Wilfred restalló el látigo y los perros se movieron como si supieran adonde dirigirse. Los animales tomaron un pasillo lateral y arrastraron el artilugio rodante hasta unos aposentos lujosamente decorados. Gorgias siguió sus pasos obedeciendo una seña del conde.

– Aquí suelen hospedarse los optimates -explicó Wilfred-. Príncipes, nobles, obispos, reyes. Y en esta pequeña sala custodiamos los capitulares que nuestro rey Carlos ha venido publicando desde su coronación. Junto a ellos archivamos códigos de la lex Sálica y Ripuaria, decretales y actas de los Campos de Mayo… En definitiva, las normas que gobiernan a los francos, sajones, burgundios y lombardos. Ahora dejadme ver…

Wilfred hizo rodar la silla hasta una estantería deliberadamente baja y examinó uno por uno los volúmenes ordenados y protegidos por cubiertas de madera. El clérigo se detuvo ante un tomo raído que sacó con dificultad y hojeó humedeciéndose los dedos con la punta de la lengua.

– Aja. Aquí está: Capitular de Vilbis. Poitiers, anno domine 768. Karolus rex francorum. Permitidme que os la lea: «Si un hombre libre infligiere daño material o de vida a otro de igual condición, y por innominada circunstancia resultase incapaz de responder de su falta, recaerá sobre la familia del ofensor el castigo que en justicia al primero correspondiera.»

Wilfred cerró el libro y lo devolvió a la estantería.

– ¿Mi vida corre peligro? -preguntó Gorgias.

– No sabría qué deciros. Conozco al percamenarius hace tiempo. Es un hombre egoísta. Peligroso tal vez, pero, desde luego, listo como pocos. Muerto no le servís de nada, así que imagino que buscará vuestros bienes. Otra cosa es su familia. Proceden de Sajonia, y sus costumbres no son las de los francos.

– Si lo que busca es riqueza… -sonrió con amargura.

– Precisamente ése es vuestro mayor problema. El juicio podría terminar con vuestros huesos en el mercado de esclavos.

– Eso ahora no me preocupa. Cuando entierre a mi hija ya veré el modo de resolverlo.

– Por Dios, Gorgias, recapacitad. O al menos pensad en Rutgarda. Vuestra esposa no tiene culpa de nada. Deberíais concentraros en preparar vuestra defensa. Y ni se os ocurra pensar en la huida. Los hombres de Korne os darían caza como a un conejo.
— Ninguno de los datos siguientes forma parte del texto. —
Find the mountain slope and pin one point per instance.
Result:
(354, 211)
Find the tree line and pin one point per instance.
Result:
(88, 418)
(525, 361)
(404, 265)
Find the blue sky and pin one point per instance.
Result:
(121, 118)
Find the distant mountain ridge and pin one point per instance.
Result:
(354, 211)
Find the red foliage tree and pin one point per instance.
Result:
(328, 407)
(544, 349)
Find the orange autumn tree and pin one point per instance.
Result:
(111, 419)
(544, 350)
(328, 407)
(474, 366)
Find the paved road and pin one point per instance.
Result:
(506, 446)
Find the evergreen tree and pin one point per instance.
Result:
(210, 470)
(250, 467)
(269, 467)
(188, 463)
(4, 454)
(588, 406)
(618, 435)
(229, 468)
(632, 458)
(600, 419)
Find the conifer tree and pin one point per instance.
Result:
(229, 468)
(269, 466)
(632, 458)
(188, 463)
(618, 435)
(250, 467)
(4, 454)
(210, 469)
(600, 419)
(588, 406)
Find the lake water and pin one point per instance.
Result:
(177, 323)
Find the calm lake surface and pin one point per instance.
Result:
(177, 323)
Gorgias bajó la mirada. Si Wilfred no autorizaba la inhumación, sólo le quedaría la opción de trasladar el cadáver hasta Aquis-Granum, pero eso le resultaría imposible si, tal como apuntaba el conde, los parientes de Korne estaban dispuestos a impedírselo.

– Theresa será enterrada esta noche en el claustro -dijo-. Y seréis vos quien se ocupe de ese juicio. Al fin y al cabo, vuestra dignidad necesita de mi libertad mucho más que yo.

El conde sacudió las riendas y los perros gruñeron amenazadoramente.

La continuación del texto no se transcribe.